Myers also briefly illustrated his point with the historic Northern Ireland conflict between Protestants and Catholics. It occurred to me that on a lesser level, we see these conflicts arise all of time within Christianity. Charismatics and non-charismatics, Calvinists and Arminians, and so on share many points of agreement but war over the fewer differences. Myers article is well worth reading; his four basic points are:
1) No matter our similarities with others, our attention focuses on differences.
2) We naturally divide our worlds into “us” and “them,” ingroup and outgroup.
3) Discussion among those of like mind often produces “group polarization.”
4) Group solidarity soars when facing a common enemy.
Number three is a point which concerns me most about noticing differences. Such polarization can become especially hot if people fail to talk to those in the other camp. I see no problem with freedom of expression as long as we make sure everybody has it. We need to talk to each other rather than cloister and polarize further. Myers expresses it this way:
Turning today’s closed fists into tomorrow’s open arms requires recognizing the relative modesty of our differences, finding our deeper commonalities, defining a larger “us,” communicating across group lines and discovering transcendent goals.
Myers & DeWall Talk Psych is a new psychology blog that I will visit regularly. In my view, David Myers is the premier social psychology educator in the nation and Dewall has done important work in the field as well. Anything Myers touches is of high quality and I suspect this will become a popular site for students and professors alike.
The first post by Nathan DeWall examines the concept of wealth addiction. It is not really an addiction but pretty important to people when they want what they perceive money can buy.
I wish them well and anticipate many helpful contributions.
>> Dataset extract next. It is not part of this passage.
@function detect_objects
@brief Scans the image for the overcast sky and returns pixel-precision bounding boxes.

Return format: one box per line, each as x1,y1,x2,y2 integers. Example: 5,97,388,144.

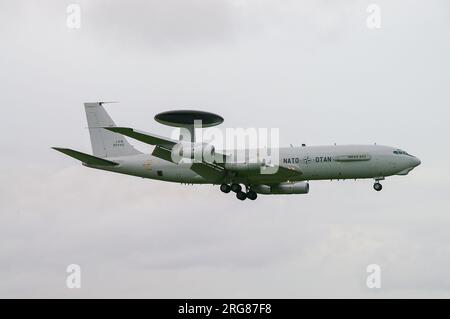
0,0,450,298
The Wall Street Journal invited Hope College social psychologist David Myers to write a column regarding the APA task force report on appropriate therapeutic responses to sexual orientation. Dr. Myers is the author of several books, including the text I use in teaching the social psychology class at GCC. I highly recommend the text, as well as his book on Happiness.
Here is a taste of the article:
Applause for the APA’s sensitivity to religious diversity has come from previously opposing sides within evangelicalism. Psychotherapist Ralph Blair, the founder of Evangelicals Concerned, the gay-supporting “national network of gay and lesbian evangelical Christians and friends,” welcomes APA’s “clear rejection of ‘reparative therapy.’?” But he also welcomes its openness to supporting homosexual people “who nonetheless think that it’s wrong for them to act on their same-sex desires.” Grove City College psychologist-blogger Warren Throckmorton, who supports those who want to control same-sex attractions and reject a gay identity, sees hope for “a larger middle and smaller numbers of people at the opinion extremes. People on both sides, he says, “can agree that erotic responsiveness is extremely durable.”
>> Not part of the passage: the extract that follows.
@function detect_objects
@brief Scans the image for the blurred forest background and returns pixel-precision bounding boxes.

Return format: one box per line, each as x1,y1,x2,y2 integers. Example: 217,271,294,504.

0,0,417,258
That last line you read here first.
Dr. Myers takes a pro-gay marriage position in this piece which will not set well with social conservatives, but I do think he is correct about the increasing number of issues where some common ground can be found.
I think Myers makes a good observation picking up on Focus on the Family’s language, “the aim is ‘to steward their impulses in a way that aligns with their faith convictions.’” This is the kind of language which reflects the congruence model and which I see more and more from Focus and Exodus.
Confirmation bias – A tendency to search for information that confirms one’s preconceptions.
– David Myers, Social Psychology, 8th Ed., pg. 112.
Confirmation bias – connotes the seeking or interpreting of evidence in ways that are partial to existing beliefs, expectations, or a hypothesis in hand.
– Raymond Nickerson, Review of General Psychology, 1998
No doubt all sides of recent political and public policy issues will accuse each other of engaging in confirmation bias. However, let’s see how many examples we can find. I may be adding more to this post as time permits.